Beyond the Square Grid
The AI’s discovery provides an infinite family of examples that yield a polynomial improvement over the previously accepted bounds. To put this in perspective, the square grid constructions achieved a growth rate only slightly faster than linear. The new result proves that for infinitely many values of n, it is possible to construct configurations with significantly more unit-distance pairs.
While the AI’s original proof did not provide a specific numerical value for the improvement, subsequent refinement by Will Sawin, a professor of mathematics at Princeton, has identified a fixed exponent of $\delta = 0.014$. This may seem like a small number to a layperson, but in the world of discrete geometry, it represents a seismic shift in understanding.
What makes this result particularly jarring is that the solution did not come from a geometric intuition. Instead, the model drew from algebraic number theory—a field dealing with the factorization of integers in complex extensions—to solve an elementary geometric question. It is the kind of “cross-pollination” of mathematical disciplines that often characterizes human genius, yet here it was performed by a machine.
The Implications for AI Reasoning
Perhaps more significant than the mathematical result itself is the nature of the tool that found it. OpenAI notes that this proof was not generated by a system specifically trained for mathematics, nor was it the result of a targeted search for this specific problem. Instead, it emerged from a general-purpose reasoning model during a broader effort to test the system’s ability to contribute to frontier research.
The mathematical community has reacted with a mix of surprise and validation.

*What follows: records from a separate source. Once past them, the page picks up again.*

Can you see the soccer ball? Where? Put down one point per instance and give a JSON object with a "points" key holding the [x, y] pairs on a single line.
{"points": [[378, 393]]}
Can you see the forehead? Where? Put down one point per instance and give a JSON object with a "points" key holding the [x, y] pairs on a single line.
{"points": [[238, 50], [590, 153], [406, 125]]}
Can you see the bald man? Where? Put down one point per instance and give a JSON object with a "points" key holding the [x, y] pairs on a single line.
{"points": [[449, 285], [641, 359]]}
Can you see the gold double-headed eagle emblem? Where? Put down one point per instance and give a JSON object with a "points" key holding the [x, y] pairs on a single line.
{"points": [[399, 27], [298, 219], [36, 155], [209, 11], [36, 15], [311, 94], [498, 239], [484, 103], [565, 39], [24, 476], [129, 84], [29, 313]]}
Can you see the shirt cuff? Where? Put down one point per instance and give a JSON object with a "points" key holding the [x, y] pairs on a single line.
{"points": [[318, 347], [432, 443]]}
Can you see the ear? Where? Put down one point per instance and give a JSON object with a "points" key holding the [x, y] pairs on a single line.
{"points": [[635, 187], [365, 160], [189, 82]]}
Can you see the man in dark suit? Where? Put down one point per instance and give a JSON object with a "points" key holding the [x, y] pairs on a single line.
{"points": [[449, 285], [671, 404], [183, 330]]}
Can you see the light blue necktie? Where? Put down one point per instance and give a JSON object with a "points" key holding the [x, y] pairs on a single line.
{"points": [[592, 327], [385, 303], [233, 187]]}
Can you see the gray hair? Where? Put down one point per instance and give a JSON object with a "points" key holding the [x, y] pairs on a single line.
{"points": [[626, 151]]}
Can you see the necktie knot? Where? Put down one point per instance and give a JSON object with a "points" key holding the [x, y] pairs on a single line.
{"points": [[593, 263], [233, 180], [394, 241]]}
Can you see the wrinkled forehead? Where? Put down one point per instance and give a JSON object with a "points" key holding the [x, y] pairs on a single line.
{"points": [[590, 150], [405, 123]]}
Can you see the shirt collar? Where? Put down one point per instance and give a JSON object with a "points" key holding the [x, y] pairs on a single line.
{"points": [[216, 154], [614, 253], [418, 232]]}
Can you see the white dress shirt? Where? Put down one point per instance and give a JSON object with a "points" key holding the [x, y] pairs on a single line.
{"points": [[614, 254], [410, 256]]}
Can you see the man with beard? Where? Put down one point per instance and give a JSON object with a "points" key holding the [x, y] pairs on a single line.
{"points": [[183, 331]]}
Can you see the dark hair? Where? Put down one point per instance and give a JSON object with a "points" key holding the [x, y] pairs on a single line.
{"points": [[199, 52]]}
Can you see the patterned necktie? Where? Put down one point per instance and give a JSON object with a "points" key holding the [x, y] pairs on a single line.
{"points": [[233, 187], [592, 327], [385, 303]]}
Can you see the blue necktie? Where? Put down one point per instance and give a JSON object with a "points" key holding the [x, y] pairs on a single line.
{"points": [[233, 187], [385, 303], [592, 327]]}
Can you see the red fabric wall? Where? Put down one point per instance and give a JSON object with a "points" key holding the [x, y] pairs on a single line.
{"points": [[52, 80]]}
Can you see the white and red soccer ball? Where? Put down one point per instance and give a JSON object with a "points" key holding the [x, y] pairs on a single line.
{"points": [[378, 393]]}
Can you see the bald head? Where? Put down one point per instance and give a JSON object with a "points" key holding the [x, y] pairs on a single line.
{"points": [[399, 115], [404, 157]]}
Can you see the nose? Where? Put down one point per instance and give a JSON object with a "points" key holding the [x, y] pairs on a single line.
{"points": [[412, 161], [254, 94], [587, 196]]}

Fields medalist Tim Gowers described the event as “a milestone in AI mathematics,” while number theorist Arul Shankar suggested that this proves current AI models are no longer just “helpers” to human researchers. According to Shankar, the model demonstrated the ability to conceive original, ingenious ideas and carry them through to a verified conclusion.
A New Era of Autonomous Research
Mathematics is often viewed as the ultimate stress test for artificial intelligence. Unlike coding or creative writing, a mathematical proof is binary: it is either correct or it is not. There is no room for “hallucinations” when a proof must hold together from the first axiom to the final Q.E.D.
The fact that the proof was independently verified by a group of external mathematicians lends the result a level of legitimacy that previous AI-generated “discoveries” lacked. By autonomously solving a problem that had resisted human effort since 1946, the model has signaled a shift in the capability of large-scale reasoning systems. We are moving away from AI that summarizes existing knowledge and toward AI that generates new, verifiable knowledge.